Some have reacted to this as a doctrine articulating the salvation of atheists. Having read all reported versions of Francis’ homily, in both English and Italian, I do not find an explicit statement that an atheist who does that which is good, il bene in Italian, will be saved. However, Francis does emphasize the universality of Christ’s redemptive power, and it is through that redemptive power that salvation becomes possible. He is clearly open to the idea that Christ may well redeem even those who are non-believers. More fully articulated, that would open up a new wager, in which whether or not one believed, one’s actions in the world would determine one’s access to paradise. Even the hint of such an idea from man whose spiritual power stems from being the heir to St. Peter, holder of the keys to the Kingdom of Heaven, is striking. Still, that God might save those who neither believe nor participate in the sacraments is not a new idea. In the Catechism of the Catholic Church, one finds the statement, “God has bound salvation to the sacrament of Baptism, but he himself is not bound by his sacraments.” If God wants to save someone, they will be saved.
I wrote about this at HA once before, after Hitchens died and Bill Bennett good-naturedly hoped that Hitch was getting a “big surprise” about the afterlife. You can read that post here. How can it be that, if the Church is the path to Christ and Christ is the path to salvation, someone who didn’t choose that path can find salvation regardless? It’s true that the Church since Vatican II has opened the door to salvation for non-Catholics — this compendium of Vatican pronouncements on the subject is useful although maybe slightly dated — but that seems to come with the caveats (a) that you’re in better shape salvation-wise if you’re a non-Catholic “through no fault of your own,” i.e. you live somewhere that the Church simply hasn’t penetrated, and (b) at the very least, you should be practicing some sort of religion, elements of which may bestow some of the grace that comes with Christianity. By those lights, atheists seem … poorly positioned.

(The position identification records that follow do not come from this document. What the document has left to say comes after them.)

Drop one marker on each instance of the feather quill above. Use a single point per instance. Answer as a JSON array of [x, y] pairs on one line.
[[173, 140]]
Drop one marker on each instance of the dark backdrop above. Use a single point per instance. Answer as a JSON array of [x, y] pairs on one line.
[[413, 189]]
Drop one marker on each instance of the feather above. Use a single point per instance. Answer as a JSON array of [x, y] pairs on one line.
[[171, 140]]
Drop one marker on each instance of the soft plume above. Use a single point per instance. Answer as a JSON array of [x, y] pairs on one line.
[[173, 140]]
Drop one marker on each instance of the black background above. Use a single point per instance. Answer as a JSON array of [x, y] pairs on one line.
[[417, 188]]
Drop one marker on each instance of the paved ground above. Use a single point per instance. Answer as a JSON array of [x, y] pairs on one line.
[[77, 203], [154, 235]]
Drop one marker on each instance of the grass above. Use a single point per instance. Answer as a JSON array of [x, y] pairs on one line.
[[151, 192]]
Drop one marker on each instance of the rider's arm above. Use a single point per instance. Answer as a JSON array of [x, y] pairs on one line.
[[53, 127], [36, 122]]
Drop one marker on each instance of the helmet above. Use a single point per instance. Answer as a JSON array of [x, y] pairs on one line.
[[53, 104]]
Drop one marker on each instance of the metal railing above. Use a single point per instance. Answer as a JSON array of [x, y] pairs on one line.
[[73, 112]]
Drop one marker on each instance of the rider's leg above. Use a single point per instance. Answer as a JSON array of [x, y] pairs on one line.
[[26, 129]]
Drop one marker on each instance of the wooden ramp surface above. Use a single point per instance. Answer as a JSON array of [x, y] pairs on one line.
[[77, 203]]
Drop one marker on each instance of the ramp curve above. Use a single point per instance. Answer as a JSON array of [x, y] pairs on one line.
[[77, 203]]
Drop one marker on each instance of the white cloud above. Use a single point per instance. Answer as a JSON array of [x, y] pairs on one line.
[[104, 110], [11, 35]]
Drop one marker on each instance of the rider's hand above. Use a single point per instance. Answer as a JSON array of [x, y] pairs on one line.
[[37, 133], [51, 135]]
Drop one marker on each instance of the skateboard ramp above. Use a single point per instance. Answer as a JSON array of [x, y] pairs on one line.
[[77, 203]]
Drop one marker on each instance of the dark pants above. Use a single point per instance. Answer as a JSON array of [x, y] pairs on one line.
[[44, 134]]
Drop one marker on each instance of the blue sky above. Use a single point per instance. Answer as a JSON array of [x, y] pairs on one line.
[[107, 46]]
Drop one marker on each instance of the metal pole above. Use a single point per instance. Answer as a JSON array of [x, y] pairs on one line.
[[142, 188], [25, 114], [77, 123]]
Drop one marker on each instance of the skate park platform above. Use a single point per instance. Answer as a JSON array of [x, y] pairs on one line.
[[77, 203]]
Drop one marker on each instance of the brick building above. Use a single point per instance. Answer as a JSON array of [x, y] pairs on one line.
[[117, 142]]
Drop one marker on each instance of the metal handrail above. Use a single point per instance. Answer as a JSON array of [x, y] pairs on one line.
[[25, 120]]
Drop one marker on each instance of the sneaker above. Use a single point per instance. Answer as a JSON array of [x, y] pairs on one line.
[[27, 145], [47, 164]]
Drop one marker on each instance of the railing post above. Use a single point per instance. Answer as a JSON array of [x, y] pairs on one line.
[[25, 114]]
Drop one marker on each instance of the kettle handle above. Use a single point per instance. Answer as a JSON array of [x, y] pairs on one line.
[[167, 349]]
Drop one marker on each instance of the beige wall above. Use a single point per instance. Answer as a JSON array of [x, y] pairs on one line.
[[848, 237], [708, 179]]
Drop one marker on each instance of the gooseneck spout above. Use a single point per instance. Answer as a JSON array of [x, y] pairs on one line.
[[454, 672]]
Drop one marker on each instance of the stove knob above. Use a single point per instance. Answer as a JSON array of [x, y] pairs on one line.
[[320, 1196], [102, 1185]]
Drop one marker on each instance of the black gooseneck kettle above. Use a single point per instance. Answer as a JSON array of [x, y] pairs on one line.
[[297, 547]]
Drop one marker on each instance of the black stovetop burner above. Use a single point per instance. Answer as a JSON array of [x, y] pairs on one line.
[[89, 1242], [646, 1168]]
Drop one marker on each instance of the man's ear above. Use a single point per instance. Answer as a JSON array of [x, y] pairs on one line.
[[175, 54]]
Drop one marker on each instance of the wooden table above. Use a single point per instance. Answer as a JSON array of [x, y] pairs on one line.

You tell me, then, since virtually all of our readers are more theologically well-versed than I am: What exactly is Francis saying? He seems to be arguing, true to form, that Christian deeds are more important than words. But it’s unclear whether he means that’s enough for redemption, which seems unlikely, or merely whether it’s a necessary beginning. All he’s really saying, I think, is “baby steps.” Start out by doing good, which will give you common ground with (some) believers, and that might open you up to joining the Church later. It’s an important step on the path to salvation, but only a step. You’ve got to go the rest of the way through belief. It simply can’t be that the leader of the Church thinks there’s an end-around the gospels and sacraments to heaven simply by performing good works. Can it?